Relation between continuous time transfer function and sampled approximation

Question

Suppose I have some continuous time system and associated transfer function: $$ y(n)=x(n)+x(n-1)$$ $$ H(j \omega) = 1+e^{j \omega (-T_s)} $$

Now suppose I create a discrete-time approximation of this system like this:

The digital system contained within the converter blocks has the transfer function:

$$ H(z) = 1 + z^{-1} $$

I know that the actual transfer function from $V_{in}(t)$ to $V_{out}(t)$ is something else entirely, but is there any meaning in saying that if $H(z)$ is "evaluated" for $z=e^{j \omega T_s}$, then $H(z)=H(j \omega)$? What is the significance of this observation, if any?

Answer 1

$H(jω)$, which is DTFT of the transfer function $h(n)$, is basically a special case of the Z transform $H(z)$, where $z=e^jω$ i.e. $|z|=1$.
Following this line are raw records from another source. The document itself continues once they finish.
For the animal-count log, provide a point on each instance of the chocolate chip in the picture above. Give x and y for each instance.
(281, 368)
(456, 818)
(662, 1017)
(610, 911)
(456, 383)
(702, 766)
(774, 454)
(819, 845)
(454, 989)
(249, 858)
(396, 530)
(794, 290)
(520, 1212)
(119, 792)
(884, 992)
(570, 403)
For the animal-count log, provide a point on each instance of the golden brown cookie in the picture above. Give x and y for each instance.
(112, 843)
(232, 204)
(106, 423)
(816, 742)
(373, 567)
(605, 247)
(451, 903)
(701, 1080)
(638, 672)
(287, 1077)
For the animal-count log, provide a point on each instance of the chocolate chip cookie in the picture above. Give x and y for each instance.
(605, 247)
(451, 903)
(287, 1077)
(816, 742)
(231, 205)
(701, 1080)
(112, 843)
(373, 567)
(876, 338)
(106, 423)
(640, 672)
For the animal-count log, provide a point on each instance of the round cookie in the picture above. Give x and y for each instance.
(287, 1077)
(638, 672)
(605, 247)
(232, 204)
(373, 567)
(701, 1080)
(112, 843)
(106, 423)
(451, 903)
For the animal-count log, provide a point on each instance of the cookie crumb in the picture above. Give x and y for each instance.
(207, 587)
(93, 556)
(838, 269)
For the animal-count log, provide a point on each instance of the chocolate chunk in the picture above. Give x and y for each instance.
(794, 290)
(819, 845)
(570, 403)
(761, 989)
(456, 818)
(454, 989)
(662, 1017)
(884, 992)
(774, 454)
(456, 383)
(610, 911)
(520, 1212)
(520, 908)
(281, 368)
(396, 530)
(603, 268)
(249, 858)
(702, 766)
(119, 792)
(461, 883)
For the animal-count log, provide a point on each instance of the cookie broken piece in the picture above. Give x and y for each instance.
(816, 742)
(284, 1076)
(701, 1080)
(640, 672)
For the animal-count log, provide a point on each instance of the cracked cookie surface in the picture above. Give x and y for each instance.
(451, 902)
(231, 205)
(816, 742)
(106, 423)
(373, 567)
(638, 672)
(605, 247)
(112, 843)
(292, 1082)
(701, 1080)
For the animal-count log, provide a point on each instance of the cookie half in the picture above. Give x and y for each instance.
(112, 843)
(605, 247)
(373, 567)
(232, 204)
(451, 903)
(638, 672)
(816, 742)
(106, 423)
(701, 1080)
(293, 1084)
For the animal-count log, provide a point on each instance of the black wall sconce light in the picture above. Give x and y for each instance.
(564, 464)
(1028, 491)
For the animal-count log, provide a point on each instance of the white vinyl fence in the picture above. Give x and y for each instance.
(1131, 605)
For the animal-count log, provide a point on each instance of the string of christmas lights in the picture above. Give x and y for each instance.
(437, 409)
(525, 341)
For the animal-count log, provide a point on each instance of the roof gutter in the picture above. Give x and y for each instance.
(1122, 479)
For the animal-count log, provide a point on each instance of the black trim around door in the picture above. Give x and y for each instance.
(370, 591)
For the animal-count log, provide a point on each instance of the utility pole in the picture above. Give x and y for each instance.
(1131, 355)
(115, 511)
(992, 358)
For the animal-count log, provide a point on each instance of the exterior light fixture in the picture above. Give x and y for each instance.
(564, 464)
In this special case, the unit circle ($|z|=1$) should be included in the region of convergence (ROC) of $H(z)$. In other words, the system (which is LTI in your example) should be BIBO stable.

The system in your example is BIBO stable since it has one pole in $z=0$, therefore its ROC ($z≠0$) includes the unit circle. Hence, we can say that $H(z)=H(jw)$ only when $|z|=1$ i.e. on the unit circle.